Ma gli studiosi sono molto più cauti. Molti di questi oggetti, infatti, sembrano essere stati assemblati dopo gli anni Trenta del Novecento, quando il mito del vampiro era già esploso nella cultura popolare grazie ai romanzi, al teatro e al cinema. Più che antichi strumenti di sopravvivenza, sarebbero dunque oggetti costruiti per affascinare collezionisti e turisti.
Il caso più evidente riguarda il legame con Dracula, il romanzo di Bram Stoker pubblicato nel 1897. Dopo il successo dell’opera, e poi dei film ispirati al conte transilvano, l’Europa dell’Est divenne nell’immaginario occidentale una terra di castelli, nebbie, cripte e pipistrelli. Era inevitabile che qualcuno trasformasse quella paura in commercio.
Le valigette anti-vampiro erano perfette: un po’ reliquie, un po’ scenografia, un po’ trappola per appassionati del macabro. Alcune contenevano veri oggetti antichi, come vecchie pistole, croci consumate o Bibbie d’epoca, ma il punto è che spesso erano assemblate molto dopo. Un oggetto autentico dentro una scatola non rende autentica l’intera storia.
C’è poi un dettaglio curioso: alcuni kit mescolano tradizioni diverse. In alcune valigette compaiono persino proiettili d’argento, ma nel folklore classico l’argento è legato soprattutto ai lupi mannari, non ai vampiri. Questo errore rivela quanto questi oggetti fossero più vicini alla fantasia moderna che alla vera credenza popolare dell’Ottocento.
Nonostante i dubbi, il fascino resta enorme. Alcuni presunti “kit autentici” sono stati battuti all’asta per cifre altissime, anche oltre i 12 mila dollari. Eppure diversi esperti li considerano falsi storici, o meglio “artefatti inventati”, simili a oggetti di scena teatrali, cinematografici o da prestigiatore.

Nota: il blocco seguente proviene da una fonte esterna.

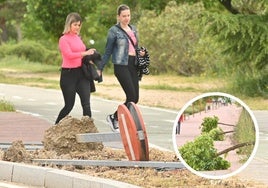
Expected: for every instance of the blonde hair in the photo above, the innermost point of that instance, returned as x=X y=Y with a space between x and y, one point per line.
x=71 y=18
x=121 y=8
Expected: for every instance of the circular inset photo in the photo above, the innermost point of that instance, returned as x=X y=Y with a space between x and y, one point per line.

In certi casi, il tentativo di renderli credibili diventa quasi comico. Alcuni kit includono lettere scritte da presunti cacciatori di vampiri, con racconti drammatici di creature eliminate e famiglie vendicate. Ma proprio queste lettere, spesso troppo perfette e troppo romanzesche, finiscono per apparire sospette.
Eppure, forse, il punto più interessante non è stabilire se qualcuno abbia davvero viaggiato con una pistola, una croce e un paletto nascosti in valigia. Il vero fascino di questi kit sta in ciò che raccontano di noi.

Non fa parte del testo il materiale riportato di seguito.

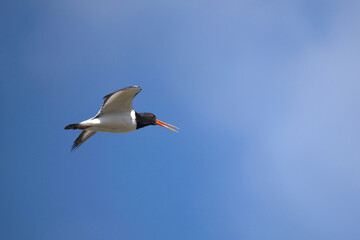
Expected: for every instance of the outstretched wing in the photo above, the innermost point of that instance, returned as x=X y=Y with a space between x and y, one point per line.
x=119 y=101
x=84 y=135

Raccontano la paura dell’ignoto. Raccontano il bisogno umano di dare una forma al terrore. Raccontano un’epoca in cui il confine tra superstizione, religione, medicina e leggenda era ancora poroso, come una porta lasciata socchiusa in una casa buia.
Il vampiro non era soltanto un mostro. Era la malattia che non si capiva, il morto che non riposava, il vicino sospetto, il corpo che tornava dalla tomba nei racconti sussurrati accanto al fuoco.
E così, anche se quei kit non furono davvero usati da coraggiosi cacciatori ottocenteschi, restano oggetti potentissimi. Non armi contro i vampiri, forse, ma contro una paura molto più reale: quella di non sapere cosa si nasconde nel buio.